Walk into the Light Response: Direct Targets of Phytochrome A Include Genes That Respond to Light, Stress, and Hormones

Plants don’t go into the light as a near-death experience—the plant’s complex response to light begins before the seedling even emerges. For example, in many plant species, red (R) light promotes germination and far-red (FR) light inhibits germination. Indeed, because chlorophyll absorbs R light, a high ratio of R:FR indicates direct sunlight and a low ratio indicates shade from other leaves; perception of this ratio conditions plant growth and development. Phytochromes play key roles in these (and other) plant responses to light, responses that involve signaling and substantial changes in the transcriptome (reviewed in Chen and Chory, 2011). After absorbing FR light, phytochrome A (phyA) moves to the nucleus, in association with its chaperone, FAR-RED ELONGATED HYPOCOTYL1 (FHY1), where it alters the transcriptome by regulating the stability of specific light-responsive transcription factors. In addition to indirectly altering the transcriptome, phyA and FHY1 also associate with the promoter of CHALCONE SYNTHASE (CHS), a key player in anthocyanin biosynthesis, to directly regulate its transcription.

To examine whether the direct association of phyA with target promoters functions as a general mechanism, Chen et al. (pages 1949–1966) use chromatin immunoprecipitation (ChIP) to identify phyA-associated genes and RNA-sequencing to identify phyA-regulated genes. phyA binds to DNA indirectly, by association with other DNA binding proteins; despite this, ChIP assays showed positive peaks in the CHS promoter, indicating that ChIP can identify phyA-associated genes. The ChIP and RNA-sequencing assays each identified about 3000 phyA-associated, or phyA-regulated genes, with 448 genes present in both sets (see figure). These putative direct targets of phyA include many genes that respond to other signals, including stress, defenses, and hormones, such as abscisic acid (ABA); the promoters of these genes also have an enrichment of cis-elements responsive to these signals. These direct targets are likely to be cotargeted by phyA in association with many known light- or hormone-responsive transcription factors, such as LONG HYPOCOTYL5 (HY5).
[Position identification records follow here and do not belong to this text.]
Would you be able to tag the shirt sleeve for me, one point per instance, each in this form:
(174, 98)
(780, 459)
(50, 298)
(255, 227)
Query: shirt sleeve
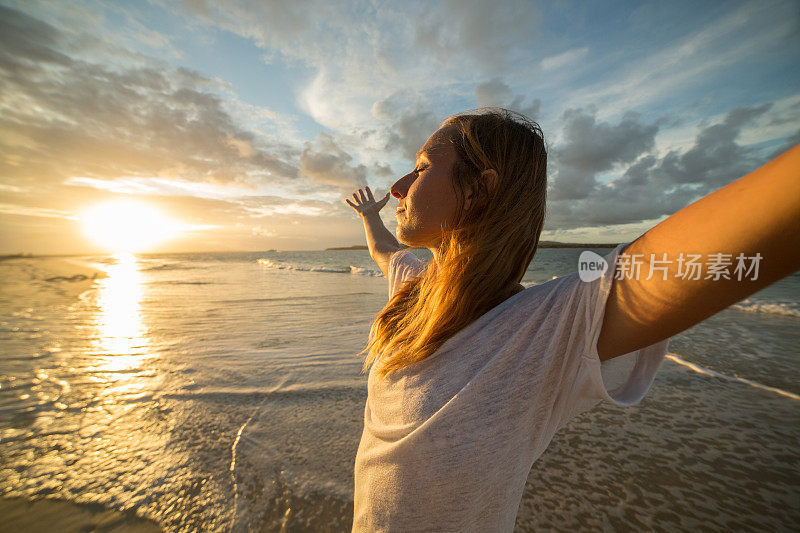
(403, 265)
(623, 380)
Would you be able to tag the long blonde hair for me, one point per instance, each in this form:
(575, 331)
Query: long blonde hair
(487, 251)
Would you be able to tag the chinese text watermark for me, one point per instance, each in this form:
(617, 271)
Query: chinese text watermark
(713, 267)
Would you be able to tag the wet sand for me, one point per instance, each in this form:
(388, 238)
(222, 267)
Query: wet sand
(58, 279)
(55, 515)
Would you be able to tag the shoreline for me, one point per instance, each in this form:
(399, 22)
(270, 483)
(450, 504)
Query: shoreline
(40, 516)
(45, 280)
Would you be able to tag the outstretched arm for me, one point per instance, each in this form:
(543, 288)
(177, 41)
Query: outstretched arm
(381, 243)
(756, 214)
Identification of direct targets of phyA. The authors use ChIP to identify phyA-associated genes (blue) and RNA-sequencing to identify phyA-regulated genes (pink). The intersection of these two sets includes repressed and induced genes. (Reprinted from Chen et al. [2014], Figure 3.)

The authors next examined the ABA response as an example of how phyA affects other processes. Mutations that affected phyA signaling also were found to influence the inhibition of root elongation by ABA, indicating that, under FR light, phyA positively regulates ABA signaling. The authors also used ChIP and quantitative PCR to confirm the association of phyA with NAC019, which encodes an ABA-dependent transcription factor. Induction of NAC019 expression by FR light requires HY5, and direct binding assays showed that HY5 targets two G-box cis-elements in the NAC019 promoter. Luciferase reporter assays in Nicotiana benthamiana confirmed that HY5 activates NAC019, and coexpression of phyA and FHY1 increases NAC019 expression by increasing HY5 transcriptional activity. Moreover, in phyA, fhy1, and hy5 mutants, ABA cannot activate NAC019 expression.

Thus, phyA functions with HY5 to activate the NAC019 transcription factor and positively regulate the ABA response under FR light. This walk into the light response showed that plants may use phytochrome-mediated signaling to rapidly modulate multiple processes. However, how phyA affects these diverse processes and the significance of phyA association with so many genes that do not show phyA regulation remain unclear and intriguing subjects for future research.